Raviv and I have been together practically the whole day today. It was a long and exhausting day for both of us, but I’m sure it was even longer and more exhausting for him. I apologize I don’t want to tell you (yet) where we’ve been, all I can say is that it had been physically and emotionally draining for us.
With today’s brouhaha, there were times when I made Raviv feel inadequate. My justification for that? To challenge him to be better, for him to strive harder.
But tonight, seeing my innocent boy sleep peacefully beside me, I’m overwrought with emotions.
By God, it dawned on me how utterly cute and handsome he is (if your opinion is otherwise, I couldn’t care less anymore)! And how smart he is, drawing the most complicated mazes on his Sketcher and pointing out all road signs we came across today while being shuttled from one place to another.
But what made tears form in my eyes the most was the thought of how much he loves me. What he did today, he did to make me happy (and maybe a bit for toys, hehe).
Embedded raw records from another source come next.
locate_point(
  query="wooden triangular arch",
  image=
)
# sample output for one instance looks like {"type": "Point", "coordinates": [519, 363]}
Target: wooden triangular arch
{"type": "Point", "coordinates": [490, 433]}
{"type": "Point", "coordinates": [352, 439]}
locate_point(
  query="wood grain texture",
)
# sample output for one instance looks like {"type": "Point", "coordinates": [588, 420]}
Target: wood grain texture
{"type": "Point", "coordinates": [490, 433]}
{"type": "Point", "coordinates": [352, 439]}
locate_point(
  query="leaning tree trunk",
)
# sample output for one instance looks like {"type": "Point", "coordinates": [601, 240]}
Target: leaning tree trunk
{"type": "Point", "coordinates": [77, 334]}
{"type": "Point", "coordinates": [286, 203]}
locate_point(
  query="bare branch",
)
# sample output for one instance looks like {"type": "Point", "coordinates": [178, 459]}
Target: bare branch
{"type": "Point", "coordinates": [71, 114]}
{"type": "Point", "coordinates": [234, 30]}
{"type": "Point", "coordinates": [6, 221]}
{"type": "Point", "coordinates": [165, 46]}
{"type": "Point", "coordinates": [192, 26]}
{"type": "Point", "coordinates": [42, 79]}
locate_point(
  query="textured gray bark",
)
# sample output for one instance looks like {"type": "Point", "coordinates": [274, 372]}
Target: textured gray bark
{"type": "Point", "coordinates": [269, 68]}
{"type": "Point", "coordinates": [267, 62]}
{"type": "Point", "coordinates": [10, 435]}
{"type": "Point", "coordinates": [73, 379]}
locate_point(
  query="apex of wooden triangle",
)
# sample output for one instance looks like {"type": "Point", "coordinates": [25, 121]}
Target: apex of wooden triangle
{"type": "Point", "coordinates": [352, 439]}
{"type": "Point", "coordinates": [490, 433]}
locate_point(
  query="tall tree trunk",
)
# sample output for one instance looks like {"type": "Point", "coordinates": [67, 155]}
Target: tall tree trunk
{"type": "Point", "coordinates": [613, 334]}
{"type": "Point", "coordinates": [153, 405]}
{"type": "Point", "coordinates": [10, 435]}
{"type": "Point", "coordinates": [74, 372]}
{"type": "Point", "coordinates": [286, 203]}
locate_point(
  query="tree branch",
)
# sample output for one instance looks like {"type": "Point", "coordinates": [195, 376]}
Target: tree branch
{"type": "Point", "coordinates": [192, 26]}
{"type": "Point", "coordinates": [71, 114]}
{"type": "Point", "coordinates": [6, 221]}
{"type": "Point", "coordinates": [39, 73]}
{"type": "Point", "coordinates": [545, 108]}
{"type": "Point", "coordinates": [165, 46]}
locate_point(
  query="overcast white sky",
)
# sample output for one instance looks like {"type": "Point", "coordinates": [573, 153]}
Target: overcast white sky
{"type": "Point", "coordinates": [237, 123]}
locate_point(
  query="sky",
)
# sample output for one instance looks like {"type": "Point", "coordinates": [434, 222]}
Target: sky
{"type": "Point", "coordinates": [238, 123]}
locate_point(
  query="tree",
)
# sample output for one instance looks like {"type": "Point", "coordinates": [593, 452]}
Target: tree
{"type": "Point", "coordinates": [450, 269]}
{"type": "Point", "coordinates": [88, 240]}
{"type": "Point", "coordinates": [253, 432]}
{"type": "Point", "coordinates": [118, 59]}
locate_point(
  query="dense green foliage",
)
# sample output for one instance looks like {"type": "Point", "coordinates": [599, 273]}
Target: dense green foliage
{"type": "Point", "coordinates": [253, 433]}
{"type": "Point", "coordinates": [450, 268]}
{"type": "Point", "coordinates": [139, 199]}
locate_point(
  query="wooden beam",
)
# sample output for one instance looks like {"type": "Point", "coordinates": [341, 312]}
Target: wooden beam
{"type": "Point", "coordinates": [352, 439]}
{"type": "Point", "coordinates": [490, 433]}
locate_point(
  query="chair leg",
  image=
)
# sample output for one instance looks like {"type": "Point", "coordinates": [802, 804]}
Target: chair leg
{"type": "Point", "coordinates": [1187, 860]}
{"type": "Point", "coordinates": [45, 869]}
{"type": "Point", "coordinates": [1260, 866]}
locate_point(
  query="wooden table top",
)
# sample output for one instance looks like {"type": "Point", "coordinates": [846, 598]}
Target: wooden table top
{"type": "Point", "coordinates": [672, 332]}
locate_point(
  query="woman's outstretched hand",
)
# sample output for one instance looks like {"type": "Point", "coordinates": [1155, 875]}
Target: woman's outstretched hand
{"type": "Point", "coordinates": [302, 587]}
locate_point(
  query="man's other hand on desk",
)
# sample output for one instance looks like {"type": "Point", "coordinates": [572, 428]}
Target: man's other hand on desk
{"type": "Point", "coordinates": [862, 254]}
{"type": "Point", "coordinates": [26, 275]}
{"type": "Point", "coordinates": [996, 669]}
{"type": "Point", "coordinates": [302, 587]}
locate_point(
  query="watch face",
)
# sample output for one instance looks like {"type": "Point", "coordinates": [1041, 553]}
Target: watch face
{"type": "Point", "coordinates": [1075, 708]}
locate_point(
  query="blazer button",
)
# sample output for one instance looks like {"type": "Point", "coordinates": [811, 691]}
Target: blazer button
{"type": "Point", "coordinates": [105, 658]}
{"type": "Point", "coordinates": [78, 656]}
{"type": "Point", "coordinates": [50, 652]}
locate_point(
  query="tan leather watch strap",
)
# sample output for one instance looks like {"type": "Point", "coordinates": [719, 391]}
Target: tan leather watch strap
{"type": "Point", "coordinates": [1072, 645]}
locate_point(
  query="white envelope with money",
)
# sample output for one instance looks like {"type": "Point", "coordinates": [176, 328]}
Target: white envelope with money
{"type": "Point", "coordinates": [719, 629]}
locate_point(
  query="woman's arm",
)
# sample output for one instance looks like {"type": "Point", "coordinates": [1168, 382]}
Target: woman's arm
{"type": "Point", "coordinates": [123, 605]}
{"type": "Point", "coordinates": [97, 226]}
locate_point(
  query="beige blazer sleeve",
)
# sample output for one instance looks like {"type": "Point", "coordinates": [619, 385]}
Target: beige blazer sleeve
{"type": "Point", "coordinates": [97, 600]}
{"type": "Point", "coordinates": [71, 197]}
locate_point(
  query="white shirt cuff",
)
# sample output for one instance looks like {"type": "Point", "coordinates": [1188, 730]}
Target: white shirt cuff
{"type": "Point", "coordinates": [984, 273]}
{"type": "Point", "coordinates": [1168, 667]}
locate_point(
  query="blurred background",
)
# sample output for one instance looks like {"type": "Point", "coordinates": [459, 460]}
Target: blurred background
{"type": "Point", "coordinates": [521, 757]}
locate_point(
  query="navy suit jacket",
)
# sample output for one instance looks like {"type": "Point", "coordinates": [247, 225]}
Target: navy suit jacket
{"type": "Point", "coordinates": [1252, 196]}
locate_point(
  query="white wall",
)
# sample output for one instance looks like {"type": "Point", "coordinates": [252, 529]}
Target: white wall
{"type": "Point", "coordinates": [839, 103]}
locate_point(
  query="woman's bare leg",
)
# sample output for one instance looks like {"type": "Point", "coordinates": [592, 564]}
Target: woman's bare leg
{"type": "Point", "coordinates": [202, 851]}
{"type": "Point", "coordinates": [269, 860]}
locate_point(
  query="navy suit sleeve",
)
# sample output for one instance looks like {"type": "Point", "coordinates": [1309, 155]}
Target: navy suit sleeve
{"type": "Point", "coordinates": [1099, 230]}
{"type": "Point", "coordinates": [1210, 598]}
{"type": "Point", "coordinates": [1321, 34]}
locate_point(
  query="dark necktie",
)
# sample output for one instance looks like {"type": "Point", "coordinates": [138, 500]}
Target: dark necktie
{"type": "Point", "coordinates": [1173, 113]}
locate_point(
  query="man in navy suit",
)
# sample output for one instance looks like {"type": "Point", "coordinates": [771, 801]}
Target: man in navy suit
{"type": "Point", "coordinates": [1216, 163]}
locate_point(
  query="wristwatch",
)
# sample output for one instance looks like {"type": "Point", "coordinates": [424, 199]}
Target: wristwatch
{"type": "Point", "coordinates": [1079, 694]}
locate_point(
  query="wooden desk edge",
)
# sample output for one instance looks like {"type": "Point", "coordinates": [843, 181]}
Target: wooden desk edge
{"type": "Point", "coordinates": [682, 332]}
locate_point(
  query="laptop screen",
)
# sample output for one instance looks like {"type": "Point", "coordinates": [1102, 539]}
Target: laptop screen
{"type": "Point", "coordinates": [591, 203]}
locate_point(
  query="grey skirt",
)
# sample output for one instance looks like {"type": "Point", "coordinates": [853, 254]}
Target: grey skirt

I feel pangs of guilt in my heart. During the time Raviv “let me down” earlier, he just felt so bad. And prior to that he was asking for my help (so he won’t let me down) but I shrugged it off and did something else.
I thank God for nighttime, when the hustle and bustle of mundane things die down and the whispers of things that matter are clearly heard.
Tonight, as I gaze at my handsome, smart and loving boy, I don’t want to ever forget how much pride he has already given me. And I should never cease to be amazed how such a small boy could contain so much unconditional love for a woman who is still just a parody of a mom he deserves to have. Not for one minute, not for any reason.
Because he being he is more than enough. He’s never inadequate, and it is an honor to be the recipient of Raviv’s trust and love. It is a privilege it’s I whom he calls, “Nanay”.